Lessons Learned & Limitations

While the system is working well, there were definitely some trade-offs I had to make:

  1. Context Blindness: The model looks at messages one by one. If someone is being harassed over a series of messages that look "safe" individually, the system might miss it. To fix this, I'd probably need a more complex system that tracks conversation history.
  2. Sarcasm is Hard: This is a classic NLP problem. If someone says "Wow, genius move" sarcastically, the model sees "genius" and marks it safe.
  3. The "Algospeak" Cat-and-Mouse Game: Users are smart; they'll use numbers for letters or weird spellings to bypass filters. My model catches some of this, but it's not perfect.
  4. False Positives: Sometimes passionate debates can get flagged. I had to tune the confidence threshold carefully to find a balance between safety and allowing free speech.

Getting Started

You can run the API locally using standard Python tools or via Docker.

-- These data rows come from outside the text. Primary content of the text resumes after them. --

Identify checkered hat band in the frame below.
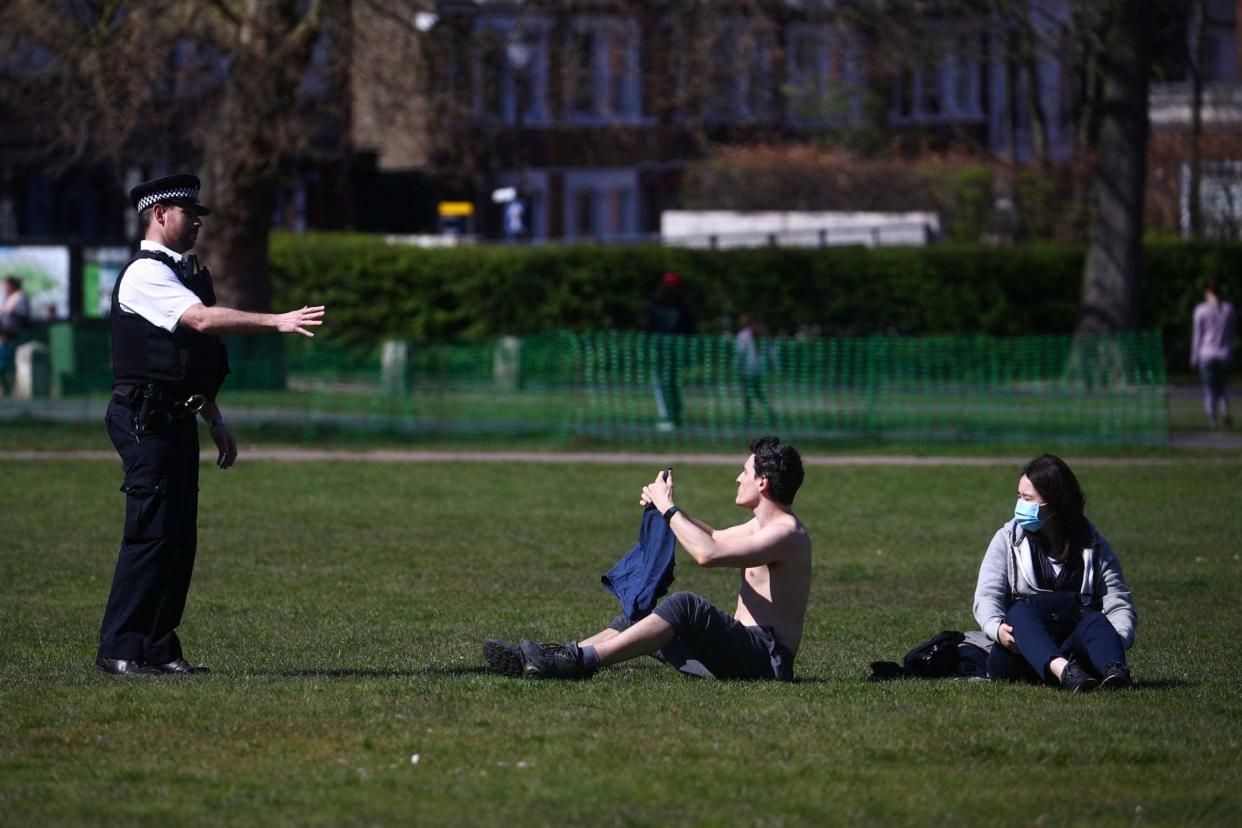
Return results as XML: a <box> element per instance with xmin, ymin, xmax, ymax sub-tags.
<box><xmin>138</xmin><ymin>187</ymin><xmax>199</xmax><ymax>212</ymax></box>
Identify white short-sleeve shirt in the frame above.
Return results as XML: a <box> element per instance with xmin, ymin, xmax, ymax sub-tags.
<box><xmin>117</xmin><ymin>240</ymin><xmax>202</xmax><ymax>333</ymax></box>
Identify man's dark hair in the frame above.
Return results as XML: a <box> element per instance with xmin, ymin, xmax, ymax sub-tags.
<box><xmin>750</xmin><ymin>437</ymin><xmax>802</xmax><ymax>505</ymax></box>
<box><xmin>1022</xmin><ymin>454</ymin><xmax>1092</xmax><ymax>545</ymax></box>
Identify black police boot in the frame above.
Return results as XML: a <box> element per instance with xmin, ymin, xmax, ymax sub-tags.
<box><xmin>483</xmin><ymin>638</ymin><xmax>527</xmax><ymax>679</ymax></box>
<box><xmin>94</xmin><ymin>658</ymin><xmax>160</xmax><ymax>675</ymax></box>
<box><xmin>150</xmin><ymin>658</ymin><xmax>211</xmax><ymax>674</ymax></box>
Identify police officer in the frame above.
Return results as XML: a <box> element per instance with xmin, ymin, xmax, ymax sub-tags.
<box><xmin>96</xmin><ymin>175</ymin><xmax>324</xmax><ymax>675</ymax></box>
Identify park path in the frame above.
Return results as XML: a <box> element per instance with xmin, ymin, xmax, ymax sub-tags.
<box><xmin>0</xmin><ymin>446</ymin><xmax>1242</xmax><ymax>467</ymax></box>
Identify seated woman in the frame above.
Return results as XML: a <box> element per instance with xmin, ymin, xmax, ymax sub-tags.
<box><xmin>975</xmin><ymin>454</ymin><xmax>1136</xmax><ymax>693</ymax></box>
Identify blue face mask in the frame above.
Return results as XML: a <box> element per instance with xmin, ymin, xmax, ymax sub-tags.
<box><xmin>1013</xmin><ymin>500</ymin><xmax>1043</xmax><ymax>531</ymax></box>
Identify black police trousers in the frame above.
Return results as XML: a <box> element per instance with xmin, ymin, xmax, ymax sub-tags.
<box><xmin>99</xmin><ymin>400</ymin><xmax>199</xmax><ymax>664</ymax></box>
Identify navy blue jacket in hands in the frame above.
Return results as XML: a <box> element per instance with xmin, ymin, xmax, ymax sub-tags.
<box><xmin>600</xmin><ymin>504</ymin><xmax>677</xmax><ymax>621</ymax></box>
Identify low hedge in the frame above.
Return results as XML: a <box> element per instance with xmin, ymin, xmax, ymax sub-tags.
<box><xmin>271</xmin><ymin>233</ymin><xmax>1242</xmax><ymax>365</ymax></box>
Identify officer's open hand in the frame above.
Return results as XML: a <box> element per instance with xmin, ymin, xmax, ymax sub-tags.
<box><xmin>276</xmin><ymin>305</ymin><xmax>324</xmax><ymax>336</ymax></box>
<box><xmin>211</xmin><ymin>423</ymin><xmax>237</xmax><ymax>469</ymax></box>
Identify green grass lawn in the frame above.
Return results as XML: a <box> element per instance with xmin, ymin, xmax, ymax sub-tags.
<box><xmin>0</xmin><ymin>456</ymin><xmax>1242</xmax><ymax>826</ymax></box>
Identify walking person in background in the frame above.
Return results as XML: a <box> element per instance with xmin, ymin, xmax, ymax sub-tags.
<box><xmin>94</xmin><ymin>175</ymin><xmax>323</xmax><ymax>675</ymax></box>
<box><xmin>1190</xmin><ymin>279</ymin><xmax>1237</xmax><ymax>428</ymax></box>
<box><xmin>0</xmin><ymin>276</ymin><xmax>30</xmax><ymax>396</ymax></box>
<box><xmin>642</xmin><ymin>273</ymin><xmax>697</xmax><ymax>431</ymax></box>
<box><xmin>734</xmin><ymin>310</ymin><xmax>773</xmax><ymax>426</ymax></box>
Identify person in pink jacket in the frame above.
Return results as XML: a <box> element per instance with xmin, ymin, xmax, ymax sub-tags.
<box><xmin>1190</xmin><ymin>279</ymin><xmax>1237</xmax><ymax>428</ymax></box>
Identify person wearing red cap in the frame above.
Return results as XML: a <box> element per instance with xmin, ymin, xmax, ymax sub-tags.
<box><xmin>642</xmin><ymin>271</ymin><xmax>697</xmax><ymax>431</ymax></box>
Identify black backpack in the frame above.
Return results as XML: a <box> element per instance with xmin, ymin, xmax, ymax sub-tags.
<box><xmin>903</xmin><ymin>629</ymin><xmax>966</xmax><ymax>679</ymax></box>
<box><xmin>871</xmin><ymin>629</ymin><xmax>974</xmax><ymax>682</ymax></box>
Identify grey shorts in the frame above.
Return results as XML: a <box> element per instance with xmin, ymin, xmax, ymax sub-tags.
<box><xmin>609</xmin><ymin>592</ymin><xmax>794</xmax><ymax>682</ymax></box>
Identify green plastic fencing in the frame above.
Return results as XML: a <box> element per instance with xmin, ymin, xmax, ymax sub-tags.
<box><xmin>9</xmin><ymin>329</ymin><xmax>1169</xmax><ymax>446</ymax></box>
<box><xmin>221</xmin><ymin>330</ymin><xmax>1169</xmax><ymax>444</ymax></box>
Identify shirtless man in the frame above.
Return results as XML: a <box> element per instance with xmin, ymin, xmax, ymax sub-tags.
<box><xmin>483</xmin><ymin>437</ymin><xmax>811</xmax><ymax>682</ymax></box>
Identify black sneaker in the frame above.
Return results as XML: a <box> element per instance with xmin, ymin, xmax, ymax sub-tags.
<box><xmin>483</xmin><ymin>638</ymin><xmax>527</xmax><ymax>679</ymax></box>
<box><xmin>1099</xmin><ymin>662</ymin><xmax>1133</xmax><ymax>690</ymax></box>
<box><xmin>518</xmin><ymin>641</ymin><xmax>592</xmax><ymax>680</ymax></box>
<box><xmin>1061</xmin><ymin>662</ymin><xmax>1099</xmax><ymax>693</ymax></box>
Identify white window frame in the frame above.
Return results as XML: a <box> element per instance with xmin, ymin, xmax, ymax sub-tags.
<box><xmin>563</xmin><ymin>15</ymin><xmax>643</xmax><ymax>124</ymax></box>
<box><xmin>471</xmin><ymin>15</ymin><xmax>551</xmax><ymax>127</ymax></box>
<box><xmin>563</xmin><ymin>168</ymin><xmax>640</xmax><ymax>240</ymax></box>
<box><xmin>703</xmin><ymin>19</ymin><xmax>779</xmax><ymax>123</ymax></box>
<box><xmin>888</xmin><ymin>30</ymin><xmax>985</xmax><ymax>124</ymax></box>
<box><xmin>784</xmin><ymin>24</ymin><xmax>862</xmax><ymax>128</ymax></box>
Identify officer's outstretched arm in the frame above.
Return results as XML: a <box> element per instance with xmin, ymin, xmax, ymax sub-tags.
<box><xmin>179</xmin><ymin>303</ymin><xmax>324</xmax><ymax>336</ymax></box>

Option A: Local Python (Recommended for Dev)

This method isolates dependencies in a virtual environment (.venv), keeping your system cleanβ€”just like a production server, but on your local machine.

  1. Create & Activate Virtual Environment

    # Create a virtual environment
    python3 -m venv .venv
    
    # Activate it (Mac/Linux)
    source .venv/bin/activate
    
  2. Install Dependencies

    pip install -r requirements.txt
    
  3. Run the API

    uvicorn app.main:app --reload --port 8000
    
  4. Test

    curl -X POST http://localhost:8000/api/check-message \
      -H "Content-Type: application/json" \
      -d '{"text": "I love this!"}'
    

Option B: Docker (Containerized)

If you prefer not to install Python dependencies locally.

  1. Build the Image

    docker build -t nlp-backend .
    
  2. Run the Container

    docker run -p 7860:7860 nlp-backend
    

    Note: The Dockerfile uses port 7860 by default.